The whole drama is narrated by Mrs Swabb, house keeper to the Wicksteeds and representative of the working classes. Part of the irony was the maintenance of a higher moral standard by those who toil by the sweat of their brow as compared with the more privileged few. To aid Mrs Swabb in her castigation of the middle classes another character was introduced, Mr Purdue, a manic depressive whose National Health status led to his plight and subsequent attempts at suicide being ignored by the good doctor.


The Cast:

Dr Arthur Wicksteed  - Gordon Cummings

Mrs Swabb  - Jennifer Scott-Reid

Mrs Wicksteed  - Sylvia Martinelli

Dennis Wicksteed  - Stuart Pringle

Constance Wicksteed  - Sue Clatworthy

Canon Throbbing - Richard Westbrook

Sir Percy Shorter KCB - Geoff Hallett

Lady Rumpers - Bundle Weston

Felicity Rumpers - Becky Pini

Mr Shanks - Tony Weston

Mr Purdue - Ian Miller

Director - Ken Kemp


A REVIEW by Toby Allanson

(The Herts and Essex Observer)

'Subtle Players Capture Hearts'

'Habeas Corpus', Alan Bennett's expose of the loose morals of the 1970's middle England was given tremendous treatment by Clavering Players.

The village hall shook to the sound of raucous laughter on Thursday as the audience roared its approval of director Kenneth Kemp's reading of the sexually-charged farce.

With virtually no props and the barest of stages, the play  placed a heavy burden on the actors, who rose to the occasion splendidly. With a  comedy such as this, timing is the key as there was barely a cue missed as  trousers fell down at the appropriate - or should that be inappropriate - times and the punchlines kept coming.

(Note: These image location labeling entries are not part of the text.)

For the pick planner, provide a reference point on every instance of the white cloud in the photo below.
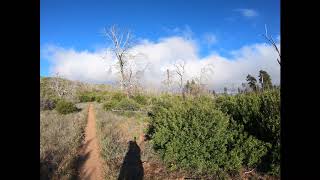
(249, 13)
(90, 67)
(210, 39)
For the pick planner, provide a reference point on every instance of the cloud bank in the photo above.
(249, 13)
(99, 66)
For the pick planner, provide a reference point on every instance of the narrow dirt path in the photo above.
(91, 167)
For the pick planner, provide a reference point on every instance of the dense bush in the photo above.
(65, 107)
(47, 104)
(195, 135)
(90, 97)
(141, 99)
(128, 104)
(259, 113)
(118, 96)
(109, 105)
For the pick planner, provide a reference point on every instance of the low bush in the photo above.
(91, 97)
(60, 138)
(141, 99)
(194, 135)
(47, 104)
(109, 105)
(128, 104)
(65, 107)
(259, 113)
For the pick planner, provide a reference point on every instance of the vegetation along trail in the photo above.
(91, 162)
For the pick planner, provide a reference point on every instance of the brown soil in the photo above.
(91, 166)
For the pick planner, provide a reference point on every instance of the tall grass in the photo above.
(60, 137)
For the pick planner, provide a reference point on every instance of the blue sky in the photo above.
(215, 26)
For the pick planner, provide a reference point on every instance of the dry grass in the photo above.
(60, 137)
(115, 130)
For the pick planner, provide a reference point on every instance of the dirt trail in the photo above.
(91, 166)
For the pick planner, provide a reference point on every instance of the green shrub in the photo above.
(259, 113)
(47, 104)
(65, 107)
(109, 105)
(128, 104)
(91, 97)
(195, 135)
(86, 97)
(141, 99)
(118, 96)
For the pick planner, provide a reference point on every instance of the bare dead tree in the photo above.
(180, 70)
(168, 80)
(273, 44)
(203, 76)
(122, 43)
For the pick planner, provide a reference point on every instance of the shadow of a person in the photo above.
(132, 168)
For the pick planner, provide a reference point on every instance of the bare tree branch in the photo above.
(271, 41)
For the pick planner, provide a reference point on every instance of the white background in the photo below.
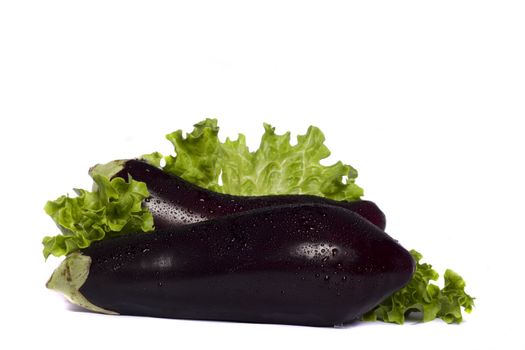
(425, 99)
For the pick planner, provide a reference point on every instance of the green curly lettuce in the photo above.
(419, 295)
(276, 167)
(114, 208)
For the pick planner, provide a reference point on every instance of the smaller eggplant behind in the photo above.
(313, 264)
(174, 201)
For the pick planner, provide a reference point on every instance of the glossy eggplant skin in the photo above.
(175, 201)
(314, 265)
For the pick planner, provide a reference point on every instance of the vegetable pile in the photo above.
(219, 232)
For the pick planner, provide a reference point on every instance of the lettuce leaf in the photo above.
(276, 167)
(419, 295)
(114, 208)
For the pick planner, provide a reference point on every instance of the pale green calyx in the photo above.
(107, 170)
(69, 276)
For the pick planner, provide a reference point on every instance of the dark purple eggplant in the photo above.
(314, 264)
(175, 201)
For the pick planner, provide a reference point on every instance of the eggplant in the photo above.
(175, 201)
(300, 264)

Rather than playing them as exaggerated comic stereotypes, the actors gave their characters depth and substance. Gordon Cummings was rather sinister, as well as frequently hilarious, Dr Wicksteed. The same can be said for Richard Westbrook, who performed with devilish glee as the seedy Canon Throbbing.

Sue Clatworthy looked ideal as the simpering, nervous Connie Wicksteed, all hunched shoulders and pinched features.

Becky Pini was a seductive Felicity Rumpers and Stuart Pringle had a subtle detachment from reality as the hypochondriac and, ironically, doomed Dennis Wicksteed.

Jennifer Scott-Reid was splendid, delivering a Victoria Wood-esque performance as cleaner Mrs Swabb, revelling in the disastrous excesses of her supposed superiors.

Ian Miller gave an entertainingly wild-eyes cameo as the suicidal Mr Purdue, let down by the NHS.

It would have been easy to stage the play in a completely over the top fashion, but it was the cleverly understated nature of the performances that made the outlandish set pieces so entertaining when they arrived.

While on a superficial level the play was frothy and light, there was far more depth and it was the darker themes, handled superbly by the actors, which made 'Habeas Corpus' such a memorable experience.